Hayvansal gıdaya olan talep artarken bir taraftan da hayvancılığın çevre kirliliği ve küresel ısınmaya karşı olan etkileri de mercek altına alınıyor. Hayvan yetiştiriciliğinde artan arazi ve su kullanımları ile oluşan gübre yığınları nedeniyle yer altı sularının kirletilmesi ve oluşan metan gazının küresel ısınmaya katkı sağladığı ifade ediliyor.

Bu bağlamda gıda üretiminin çevresel ayak izlerini azaltmak için alternatif üretim tekniklerine yönelik çalışmalar önem kazanıyor.

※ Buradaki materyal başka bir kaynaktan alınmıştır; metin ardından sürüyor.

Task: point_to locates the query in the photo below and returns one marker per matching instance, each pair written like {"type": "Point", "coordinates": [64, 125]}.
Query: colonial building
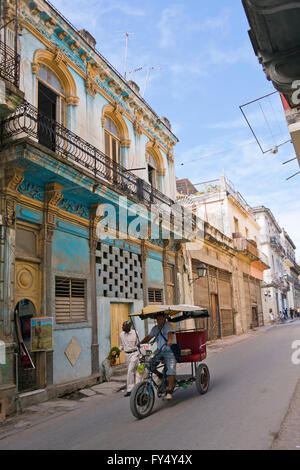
{"type": "Point", "coordinates": [291, 271]}
{"type": "Point", "coordinates": [77, 141]}
{"type": "Point", "coordinates": [232, 289]}
{"type": "Point", "coordinates": [275, 285]}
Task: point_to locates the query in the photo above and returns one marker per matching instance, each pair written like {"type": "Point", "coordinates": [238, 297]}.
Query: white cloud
{"type": "Point", "coordinates": [169, 24]}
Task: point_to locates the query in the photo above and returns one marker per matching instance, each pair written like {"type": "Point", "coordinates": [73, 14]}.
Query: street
{"type": "Point", "coordinates": [252, 384]}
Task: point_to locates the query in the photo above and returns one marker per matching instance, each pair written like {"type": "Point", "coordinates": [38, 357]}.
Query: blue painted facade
{"type": "Point", "coordinates": [54, 195]}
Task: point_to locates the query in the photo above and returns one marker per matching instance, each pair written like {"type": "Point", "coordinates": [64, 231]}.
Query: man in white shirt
{"type": "Point", "coordinates": [128, 343]}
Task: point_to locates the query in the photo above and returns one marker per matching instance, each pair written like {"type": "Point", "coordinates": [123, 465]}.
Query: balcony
{"type": "Point", "coordinates": [27, 121]}
{"type": "Point", "coordinates": [276, 245]}
{"type": "Point", "coordinates": [9, 64]}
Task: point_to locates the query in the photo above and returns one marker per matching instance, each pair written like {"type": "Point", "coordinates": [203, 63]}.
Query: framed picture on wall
{"type": "Point", "coordinates": [41, 334]}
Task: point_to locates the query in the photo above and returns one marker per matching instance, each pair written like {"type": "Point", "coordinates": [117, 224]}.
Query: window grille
{"type": "Point", "coordinates": [155, 296]}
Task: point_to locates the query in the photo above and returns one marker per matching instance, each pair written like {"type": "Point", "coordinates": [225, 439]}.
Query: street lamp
{"type": "Point", "coordinates": [201, 272]}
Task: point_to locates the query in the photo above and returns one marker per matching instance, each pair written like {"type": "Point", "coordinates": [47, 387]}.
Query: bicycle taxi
{"type": "Point", "coordinates": [193, 350]}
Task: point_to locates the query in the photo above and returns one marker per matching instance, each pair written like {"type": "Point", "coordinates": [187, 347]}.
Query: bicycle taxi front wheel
{"type": "Point", "coordinates": [202, 379]}
{"type": "Point", "coordinates": [142, 399]}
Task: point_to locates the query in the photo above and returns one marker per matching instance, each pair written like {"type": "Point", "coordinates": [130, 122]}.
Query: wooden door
{"type": "Point", "coordinates": [214, 318]}
{"type": "Point", "coordinates": [28, 284]}
{"type": "Point", "coordinates": [118, 314]}
{"type": "Point", "coordinates": [170, 274]}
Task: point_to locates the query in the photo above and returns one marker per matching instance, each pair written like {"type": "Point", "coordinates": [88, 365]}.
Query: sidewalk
{"type": "Point", "coordinates": [42, 412]}
{"type": "Point", "coordinates": [289, 435]}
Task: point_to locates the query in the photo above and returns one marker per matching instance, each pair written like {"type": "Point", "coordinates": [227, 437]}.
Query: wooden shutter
{"type": "Point", "coordinates": [70, 300]}
{"type": "Point", "coordinates": [155, 296]}
{"type": "Point", "coordinates": [170, 281]}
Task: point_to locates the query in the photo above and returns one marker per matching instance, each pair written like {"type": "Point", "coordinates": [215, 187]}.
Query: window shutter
{"type": "Point", "coordinates": [155, 296]}
{"type": "Point", "coordinates": [70, 300]}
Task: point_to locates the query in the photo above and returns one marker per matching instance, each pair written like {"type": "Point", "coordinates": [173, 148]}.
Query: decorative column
{"type": "Point", "coordinates": [125, 145]}
{"type": "Point", "coordinates": [13, 177]}
{"type": "Point", "coordinates": [52, 198]}
{"type": "Point", "coordinates": [94, 221]}
{"type": "Point", "coordinates": [144, 253]}
{"type": "Point", "coordinates": [165, 265]}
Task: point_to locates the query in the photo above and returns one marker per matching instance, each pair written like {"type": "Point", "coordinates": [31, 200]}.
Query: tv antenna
{"type": "Point", "coordinates": [127, 33]}
{"type": "Point", "coordinates": [149, 69]}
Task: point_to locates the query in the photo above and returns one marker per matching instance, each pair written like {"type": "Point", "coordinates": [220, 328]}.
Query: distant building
{"type": "Point", "coordinates": [227, 218]}
{"type": "Point", "coordinates": [184, 186]}
{"type": "Point", "coordinates": [275, 285]}
{"type": "Point", "coordinates": [292, 271]}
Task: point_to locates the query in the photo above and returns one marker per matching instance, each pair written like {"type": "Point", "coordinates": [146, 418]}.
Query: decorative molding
{"type": "Point", "coordinates": [53, 195]}
{"type": "Point", "coordinates": [13, 178]}
{"type": "Point", "coordinates": [75, 208]}
{"type": "Point", "coordinates": [55, 60]}
{"type": "Point", "coordinates": [32, 190]}
{"type": "Point", "coordinates": [58, 55]}
{"type": "Point", "coordinates": [10, 212]}
{"type": "Point", "coordinates": [137, 127]}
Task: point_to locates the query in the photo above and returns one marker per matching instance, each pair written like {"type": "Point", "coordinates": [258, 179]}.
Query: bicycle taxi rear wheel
{"type": "Point", "coordinates": [202, 379]}
{"type": "Point", "coordinates": [142, 400]}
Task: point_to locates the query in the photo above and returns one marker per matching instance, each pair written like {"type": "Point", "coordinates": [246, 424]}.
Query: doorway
{"type": "Point", "coordinates": [118, 314]}
{"type": "Point", "coordinates": [47, 103]}
{"type": "Point", "coordinates": [27, 379]}
{"type": "Point", "coordinates": [254, 317]}
{"type": "Point", "coordinates": [214, 318]}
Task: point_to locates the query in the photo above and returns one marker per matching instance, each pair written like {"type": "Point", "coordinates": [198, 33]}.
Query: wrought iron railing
{"type": "Point", "coordinates": [9, 64]}
{"type": "Point", "coordinates": [28, 121]}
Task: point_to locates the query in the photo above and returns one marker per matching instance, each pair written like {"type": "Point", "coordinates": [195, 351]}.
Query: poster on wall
{"type": "Point", "coordinates": [41, 334]}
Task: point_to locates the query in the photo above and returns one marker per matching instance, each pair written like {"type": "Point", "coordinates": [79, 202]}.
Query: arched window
{"type": "Point", "coordinates": [152, 168]}
{"type": "Point", "coordinates": [112, 141]}
{"type": "Point", "coordinates": [51, 95]}
{"type": "Point", "coordinates": [51, 106]}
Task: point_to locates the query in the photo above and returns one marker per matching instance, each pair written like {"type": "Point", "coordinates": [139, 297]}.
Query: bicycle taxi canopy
{"type": "Point", "coordinates": [172, 311]}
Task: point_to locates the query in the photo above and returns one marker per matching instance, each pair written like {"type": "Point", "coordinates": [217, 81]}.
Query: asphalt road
{"type": "Point", "coordinates": [252, 384]}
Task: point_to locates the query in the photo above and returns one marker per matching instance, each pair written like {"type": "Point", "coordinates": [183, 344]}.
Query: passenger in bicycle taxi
{"type": "Point", "coordinates": [165, 336]}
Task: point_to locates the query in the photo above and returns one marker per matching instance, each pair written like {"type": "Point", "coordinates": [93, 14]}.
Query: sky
{"type": "Point", "coordinates": [204, 69]}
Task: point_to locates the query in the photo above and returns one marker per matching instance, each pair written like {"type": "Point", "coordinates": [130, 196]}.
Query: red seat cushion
{"type": "Point", "coordinates": [192, 358]}
{"type": "Point", "coordinates": [192, 340]}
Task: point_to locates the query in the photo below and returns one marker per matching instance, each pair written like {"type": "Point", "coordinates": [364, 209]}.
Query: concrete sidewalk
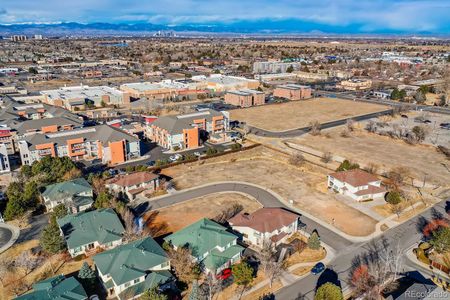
{"type": "Point", "coordinates": [15, 232]}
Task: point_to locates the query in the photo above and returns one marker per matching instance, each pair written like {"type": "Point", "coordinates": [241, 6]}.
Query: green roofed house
{"type": "Point", "coordinates": [84, 232]}
{"type": "Point", "coordinates": [76, 194]}
{"type": "Point", "coordinates": [56, 288]}
{"type": "Point", "coordinates": [211, 245]}
{"type": "Point", "coordinates": [130, 269]}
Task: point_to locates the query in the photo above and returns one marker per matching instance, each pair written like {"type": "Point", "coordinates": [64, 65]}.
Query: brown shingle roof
{"type": "Point", "coordinates": [133, 179]}
{"type": "Point", "coordinates": [355, 177]}
{"type": "Point", "coordinates": [265, 219]}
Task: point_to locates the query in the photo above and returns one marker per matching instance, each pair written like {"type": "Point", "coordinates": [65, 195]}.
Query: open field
{"type": "Point", "coordinates": [181, 215]}
{"type": "Point", "coordinates": [421, 161]}
{"type": "Point", "coordinates": [306, 185]}
{"type": "Point", "coordinates": [296, 114]}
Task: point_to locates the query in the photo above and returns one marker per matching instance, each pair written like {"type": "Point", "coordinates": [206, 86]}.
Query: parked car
{"type": "Point", "coordinates": [150, 163]}
{"type": "Point", "coordinates": [318, 268]}
{"type": "Point", "coordinates": [175, 157]}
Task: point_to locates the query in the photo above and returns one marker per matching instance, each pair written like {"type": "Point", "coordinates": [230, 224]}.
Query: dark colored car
{"type": "Point", "coordinates": [225, 274]}
{"type": "Point", "coordinates": [318, 268]}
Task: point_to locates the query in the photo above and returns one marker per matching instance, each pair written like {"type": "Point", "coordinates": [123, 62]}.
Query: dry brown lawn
{"type": "Point", "coordinates": [295, 114]}
{"type": "Point", "coordinates": [270, 169]}
{"type": "Point", "coordinates": [181, 215]}
{"type": "Point", "coordinates": [384, 152]}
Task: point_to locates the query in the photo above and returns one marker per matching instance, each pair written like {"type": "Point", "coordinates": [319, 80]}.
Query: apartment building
{"type": "Point", "coordinates": [187, 131]}
{"type": "Point", "coordinates": [355, 84]}
{"type": "Point", "coordinates": [274, 66]}
{"type": "Point", "coordinates": [77, 97]}
{"type": "Point", "coordinates": [19, 120]}
{"type": "Point", "coordinates": [4, 159]}
{"type": "Point", "coordinates": [245, 98]}
{"type": "Point", "coordinates": [293, 92]}
{"type": "Point", "coordinates": [110, 145]}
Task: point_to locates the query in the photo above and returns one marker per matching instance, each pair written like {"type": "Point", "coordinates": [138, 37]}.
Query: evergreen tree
{"type": "Point", "coordinates": [194, 292]}
{"type": "Point", "coordinates": [328, 291]}
{"type": "Point", "coordinates": [51, 240]}
{"type": "Point", "coordinates": [314, 241]}
{"type": "Point", "coordinates": [86, 276]}
{"type": "Point", "coordinates": [153, 294]}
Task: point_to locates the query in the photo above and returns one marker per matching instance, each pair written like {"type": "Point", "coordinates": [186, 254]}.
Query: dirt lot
{"type": "Point", "coordinates": [181, 215]}
{"type": "Point", "coordinates": [300, 113]}
{"type": "Point", "coordinates": [386, 153]}
{"type": "Point", "coordinates": [306, 186]}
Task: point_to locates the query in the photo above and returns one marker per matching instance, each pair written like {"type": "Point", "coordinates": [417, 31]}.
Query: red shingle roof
{"type": "Point", "coordinates": [355, 177]}
{"type": "Point", "coordinates": [133, 179]}
{"type": "Point", "coordinates": [266, 219]}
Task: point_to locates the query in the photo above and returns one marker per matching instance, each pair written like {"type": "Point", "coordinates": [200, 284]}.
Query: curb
{"type": "Point", "coordinates": [15, 235]}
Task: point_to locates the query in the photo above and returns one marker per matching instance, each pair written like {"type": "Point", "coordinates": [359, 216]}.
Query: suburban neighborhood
{"type": "Point", "coordinates": [204, 162]}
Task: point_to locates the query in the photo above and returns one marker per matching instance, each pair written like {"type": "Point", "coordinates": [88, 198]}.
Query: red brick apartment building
{"type": "Point", "coordinates": [245, 98]}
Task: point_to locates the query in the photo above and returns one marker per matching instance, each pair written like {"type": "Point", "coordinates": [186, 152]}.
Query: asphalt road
{"type": "Point", "coordinates": [264, 197]}
{"type": "Point", "coordinates": [403, 236]}
{"type": "Point", "coordinates": [5, 236]}
{"type": "Point", "coordinates": [303, 130]}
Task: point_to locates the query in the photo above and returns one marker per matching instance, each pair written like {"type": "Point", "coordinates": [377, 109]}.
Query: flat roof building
{"type": "Point", "coordinates": [293, 92]}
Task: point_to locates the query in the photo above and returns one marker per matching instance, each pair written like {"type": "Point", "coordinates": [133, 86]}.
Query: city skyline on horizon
{"type": "Point", "coordinates": [347, 16]}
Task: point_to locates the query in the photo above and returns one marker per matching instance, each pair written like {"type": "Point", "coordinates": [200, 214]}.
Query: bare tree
{"type": "Point", "coordinates": [327, 157]}
{"type": "Point", "coordinates": [27, 261]}
{"type": "Point", "coordinates": [315, 128]}
{"type": "Point", "coordinates": [297, 159]}
{"type": "Point", "coordinates": [183, 264]}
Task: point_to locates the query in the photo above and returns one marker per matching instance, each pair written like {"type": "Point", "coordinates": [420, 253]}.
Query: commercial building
{"type": "Point", "coordinates": [187, 131]}
{"type": "Point", "coordinates": [245, 98]}
{"type": "Point", "coordinates": [211, 245]}
{"type": "Point", "coordinates": [87, 232]}
{"type": "Point", "coordinates": [129, 270]}
{"type": "Point", "coordinates": [268, 224]}
{"type": "Point", "coordinates": [357, 184]}
{"type": "Point", "coordinates": [355, 84]}
{"type": "Point", "coordinates": [275, 66]}
{"type": "Point", "coordinates": [165, 89]}
{"type": "Point", "coordinates": [77, 97]}
{"type": "Point", "coordinates": [293, 92]}
{"type": "Point", "coordinates": [76, 194]}
{"type": "Point", "coordinates": [58, 287]}
{"type": "Point", "coordinates": [110, 145]}
{"type": "Point", "coordinates": [223, 83]}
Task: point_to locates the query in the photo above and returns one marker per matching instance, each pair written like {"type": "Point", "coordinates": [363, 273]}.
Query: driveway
{"type": "Point", "coordinates": [8, 236]}
{"type": "Point", "coordinates": [266, 198]}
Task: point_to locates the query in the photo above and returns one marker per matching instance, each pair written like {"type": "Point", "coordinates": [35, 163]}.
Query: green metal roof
{"type": "Point", "coordinates": [130, 261]}
{"type": "Point", "coordinates": [201, 237]}
{"type": "Point", "coordinates": [217, 259]}
{"type": "Point", "coordinates": [66, 189]}
{"type": "Point", "coordinates": [100, 225]}
{"type": "Point", "coordinates": [153, 279]}
{"type": "Point", "coordinates": [56, 288]}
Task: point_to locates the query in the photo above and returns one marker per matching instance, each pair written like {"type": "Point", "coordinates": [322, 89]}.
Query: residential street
{"type": "Point", "coordinates": [404, 235]}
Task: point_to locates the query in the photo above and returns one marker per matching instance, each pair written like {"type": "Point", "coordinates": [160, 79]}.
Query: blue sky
{"type": "Point", "coordinates": [364, 16]}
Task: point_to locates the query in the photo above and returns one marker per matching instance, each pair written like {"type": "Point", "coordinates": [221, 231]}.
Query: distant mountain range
{"type": "Point", "coordinates": [260, 27]}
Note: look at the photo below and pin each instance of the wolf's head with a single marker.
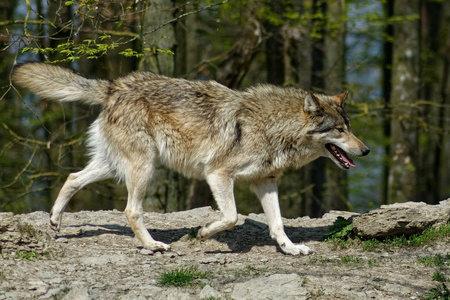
(330, 129)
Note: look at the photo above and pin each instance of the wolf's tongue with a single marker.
(345, 158)
(340, 154)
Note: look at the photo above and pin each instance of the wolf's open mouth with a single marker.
(341, 156)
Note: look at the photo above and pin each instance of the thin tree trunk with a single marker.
(404, 92)
(336, 195)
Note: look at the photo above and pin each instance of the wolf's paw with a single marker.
(296, 249)
(203, 233)
(55, 223)
(157, 246)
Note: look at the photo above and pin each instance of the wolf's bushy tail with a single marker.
(58, 83)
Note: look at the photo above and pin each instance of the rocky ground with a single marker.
(95, 256)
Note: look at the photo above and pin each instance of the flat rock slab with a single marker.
(95, 256)
(401, 218)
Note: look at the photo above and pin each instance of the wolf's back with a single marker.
(58, 83)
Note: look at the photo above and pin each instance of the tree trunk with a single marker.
(435, 31)
(387, 87)
(404, 92)
(317, 169)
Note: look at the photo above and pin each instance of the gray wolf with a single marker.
(201, 129)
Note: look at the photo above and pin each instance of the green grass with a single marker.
(248, 271)
(437, 260)
(28, 255)
(439, 293)
(344, 238)
(184, 276)
(438, 276)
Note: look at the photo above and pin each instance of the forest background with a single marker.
(392, 56)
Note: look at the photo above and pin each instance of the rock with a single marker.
(78, 293)
(277, 286)
(401, 218)
(208, 292)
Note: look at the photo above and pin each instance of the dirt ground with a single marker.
(95, 256)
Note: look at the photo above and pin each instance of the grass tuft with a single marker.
(184, 276)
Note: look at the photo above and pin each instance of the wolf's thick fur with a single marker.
(201, 129)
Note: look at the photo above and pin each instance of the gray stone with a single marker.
(78, 293)
(401, 218)
(209, 292)
(277, 286)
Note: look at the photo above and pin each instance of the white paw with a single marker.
(55, 223)
(203, 233)
(157, 246)
(293, 249)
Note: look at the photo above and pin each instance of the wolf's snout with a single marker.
(365, 151)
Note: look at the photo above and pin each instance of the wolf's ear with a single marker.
(339, 99)
(311, 103)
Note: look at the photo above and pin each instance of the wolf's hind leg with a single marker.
(94, 171)
(267, 194)
(222, 189)
(137, 179)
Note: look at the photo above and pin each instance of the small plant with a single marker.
(341, 229)
(439, 293)
(437, 260)
(184, 276)
(192, 235)
(438, 276)
(248, 271)
(31, 255)
(350, 260)
(370, 245)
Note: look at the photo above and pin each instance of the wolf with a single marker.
(201, 129)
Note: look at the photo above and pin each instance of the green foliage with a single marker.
(437, 260)
(340, 234)
(341, 229)
(27, 255)
(184, 276)
(439, 293)
(249, 271)
(438, 276)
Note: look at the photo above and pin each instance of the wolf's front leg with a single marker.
(222, 188)
(267, 193)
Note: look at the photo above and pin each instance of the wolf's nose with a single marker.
(365, 151)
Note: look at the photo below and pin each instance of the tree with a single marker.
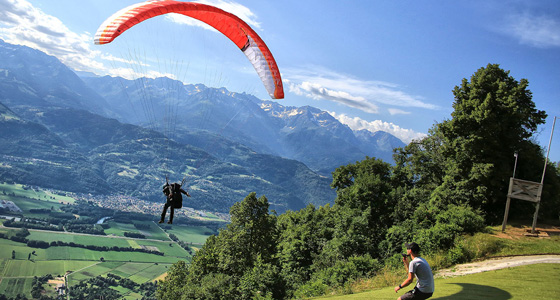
(469, 157)
(225, 267)
(364, 203)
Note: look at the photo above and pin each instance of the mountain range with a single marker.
(109, 135)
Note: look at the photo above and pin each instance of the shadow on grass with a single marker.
(475, 291)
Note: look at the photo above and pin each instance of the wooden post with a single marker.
(507, 204)
(539, 193)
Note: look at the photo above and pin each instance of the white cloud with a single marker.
(320, 83)
(396, 111)
(21, 23)
(237, 9)
(131, 74)
(538, 31)
(405, 135)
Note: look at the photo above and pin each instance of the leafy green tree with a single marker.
(365, 202)
(302, 237)
(226, 267)
(493, 116)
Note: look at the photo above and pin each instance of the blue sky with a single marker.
(377, 65)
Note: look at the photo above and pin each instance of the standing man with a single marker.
(420, 268)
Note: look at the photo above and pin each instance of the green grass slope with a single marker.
(533, 282)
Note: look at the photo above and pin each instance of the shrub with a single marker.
(311, 289)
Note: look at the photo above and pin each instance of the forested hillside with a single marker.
(450, 184)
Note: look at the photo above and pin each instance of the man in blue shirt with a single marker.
(420, 268)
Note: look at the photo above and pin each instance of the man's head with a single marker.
(413, 247)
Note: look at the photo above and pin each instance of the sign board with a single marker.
(523, 190)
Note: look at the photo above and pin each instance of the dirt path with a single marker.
(496, 264)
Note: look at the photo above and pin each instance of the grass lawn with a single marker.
(535, 282)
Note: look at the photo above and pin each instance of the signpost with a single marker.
(527, 190)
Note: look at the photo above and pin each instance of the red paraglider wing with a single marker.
(246, 39)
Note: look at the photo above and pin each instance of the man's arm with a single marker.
(405, 282)
(186, 193)
(410, 275)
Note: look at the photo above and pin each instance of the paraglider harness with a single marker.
(173, 193)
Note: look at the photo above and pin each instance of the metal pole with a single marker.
(548, 150)
(542, 179)
(515, 165)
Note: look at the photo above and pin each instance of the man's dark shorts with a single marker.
(415, 294)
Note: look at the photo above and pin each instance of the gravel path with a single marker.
(497, 263)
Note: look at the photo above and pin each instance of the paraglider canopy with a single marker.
(241, 34)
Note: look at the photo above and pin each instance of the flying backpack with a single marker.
(176, 195)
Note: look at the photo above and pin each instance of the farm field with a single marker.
(192, 234)
(18, 190)
(20, 263)
(152, 232)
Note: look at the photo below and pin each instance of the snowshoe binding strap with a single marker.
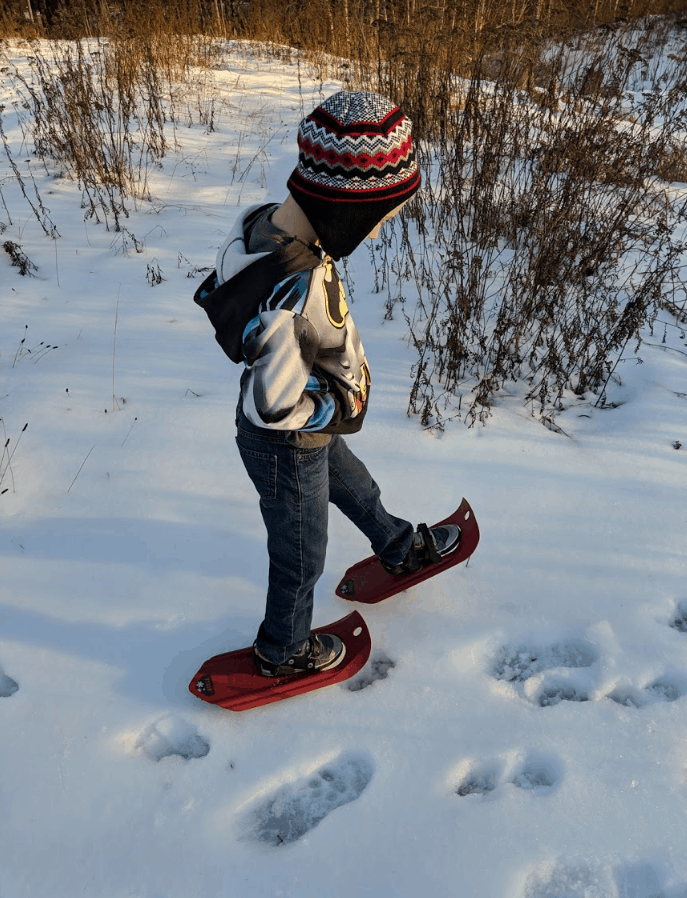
(432, 553)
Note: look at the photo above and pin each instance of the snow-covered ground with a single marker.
(521, 729)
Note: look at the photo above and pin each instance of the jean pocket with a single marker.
(261, 467)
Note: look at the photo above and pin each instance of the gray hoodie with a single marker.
(278, 305)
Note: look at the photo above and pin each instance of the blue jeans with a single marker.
(295, 486)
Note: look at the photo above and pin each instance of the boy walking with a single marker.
(278, 306)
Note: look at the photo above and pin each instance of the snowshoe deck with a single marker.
(231, 680)
(368, 582)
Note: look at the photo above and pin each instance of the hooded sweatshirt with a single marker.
(277, 305)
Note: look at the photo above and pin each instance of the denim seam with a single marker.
(392, 538)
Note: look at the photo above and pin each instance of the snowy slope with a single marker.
(521, 729)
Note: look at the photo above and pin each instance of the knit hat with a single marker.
(355, 164)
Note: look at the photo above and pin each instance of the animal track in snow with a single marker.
(479, 781)
(379, 669)
(679, 622)
(536, 773)
(579, 880)
(553, 693)
(556, 880)
(515, 664)
(170, 736)
(8, 686)
(665, 689)
(294, 809)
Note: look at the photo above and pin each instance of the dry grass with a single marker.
(545, 237)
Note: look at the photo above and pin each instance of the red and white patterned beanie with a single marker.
(356, 163)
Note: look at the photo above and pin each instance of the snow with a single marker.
(520, 730)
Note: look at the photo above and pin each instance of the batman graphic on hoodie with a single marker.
(277, 305)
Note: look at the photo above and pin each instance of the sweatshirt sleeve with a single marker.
(280, 390)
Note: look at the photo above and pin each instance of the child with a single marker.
(278, 306)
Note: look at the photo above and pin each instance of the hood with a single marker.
(232, 295)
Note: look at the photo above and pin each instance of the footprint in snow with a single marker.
(518, 663)
(378, 669)
(8, 686)
(679, 621)
(547, 675)
(668, 688)
(536, 773)
(294, 809)
(171, 736)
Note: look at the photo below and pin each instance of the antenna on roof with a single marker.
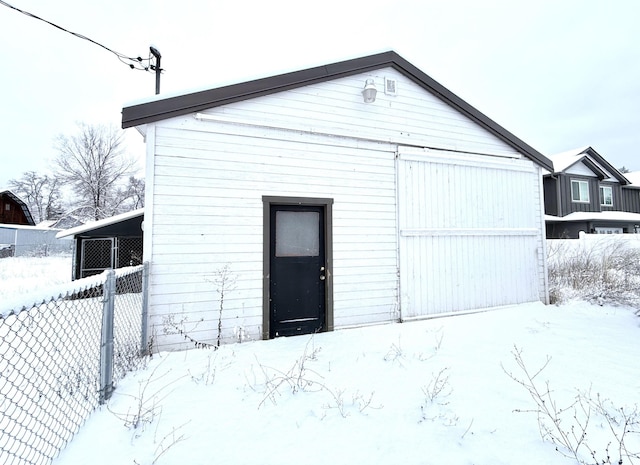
(154, 51)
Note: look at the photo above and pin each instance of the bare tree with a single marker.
(41, 193)
(93, 163)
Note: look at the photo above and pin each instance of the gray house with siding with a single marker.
(584, 192)
(353, 193)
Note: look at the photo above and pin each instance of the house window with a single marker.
(606, 196)
(579, 191)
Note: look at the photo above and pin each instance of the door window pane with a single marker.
(297, 234)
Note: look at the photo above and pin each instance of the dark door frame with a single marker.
(327, 207)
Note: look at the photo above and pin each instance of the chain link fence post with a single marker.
(145, 349)
(106, 343)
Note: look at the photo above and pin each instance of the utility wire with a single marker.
(133, 63)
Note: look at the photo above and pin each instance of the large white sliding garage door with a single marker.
(470, 232)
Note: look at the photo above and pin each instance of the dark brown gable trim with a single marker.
(158, 110)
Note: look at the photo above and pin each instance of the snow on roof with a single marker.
(596, 216)
(562, 161)
(100, 223)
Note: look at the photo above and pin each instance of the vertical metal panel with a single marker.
(468, 235)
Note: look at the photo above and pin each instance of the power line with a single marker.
(139, 63)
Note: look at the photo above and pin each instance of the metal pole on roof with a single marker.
(156, 67)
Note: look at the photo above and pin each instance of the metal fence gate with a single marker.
(100, 254)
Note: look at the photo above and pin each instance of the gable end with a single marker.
(158, 110)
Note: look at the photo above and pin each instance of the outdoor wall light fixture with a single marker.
(369, 92)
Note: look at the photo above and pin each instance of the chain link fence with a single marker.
(99, 254)
(62, 357)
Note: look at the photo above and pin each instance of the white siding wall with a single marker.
(470, 233)
(209, 183)
(206, 176)
(413, 117)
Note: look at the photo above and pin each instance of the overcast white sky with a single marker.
(559, 74)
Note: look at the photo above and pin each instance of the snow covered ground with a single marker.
(29, 278)
(432, 392)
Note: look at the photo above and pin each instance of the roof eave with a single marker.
(158, 110)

Geleneksel yöntemlerle üretilen hayvansal gıdalarla ilgili diğer sorunlar hayvanlardan insanlara geçen hastalıklar ile hayvanlarda kullanılan antibiyotiklerin ürünlerde kalıntı oluşturabilmesi ve bakterilerde antibiyotik dirençliliğin gelişimine katkı sunması.

Gıda hijyeni alanındaki tüm gelişmelere rağmen gıda kaynaklı hastalıkların önüne geçilememesinin ve bakterilerin antibiyotiklere karşı hızla direnç geliştirmeye devam etmesinin başlıca nedenleri arasında entansif (yoğun) hayvan yetiştiriciliğinin olduğu belirtiliyor.

İşte belirttiğimiz bu gerekçeler nedeniyle son on yıldır alternatif hayvansal gıda üretimine yönelik artarak sürdürülen araştırmalar neticesinde hayvan kullanılmadan, sadece hayvan hücreleri kullanılarak tamamen laboratuvar ortamında üretilen ve kültür eti olarak da adlandırılan laboratuvar eti artık ticari olarak tüketiciye ulaştırılma boyutuna geldi.

Hatta daha dört gün önce “Daha sağlıklı, daha sürdürülebilir yiyecekler üretmek için en son bilim ve teknolojiyi kullanıyoruz” sloganıyla bir şirket ürettikleri kültür tavuk etinin Singapur’da satışının onaylandığını duyurdu.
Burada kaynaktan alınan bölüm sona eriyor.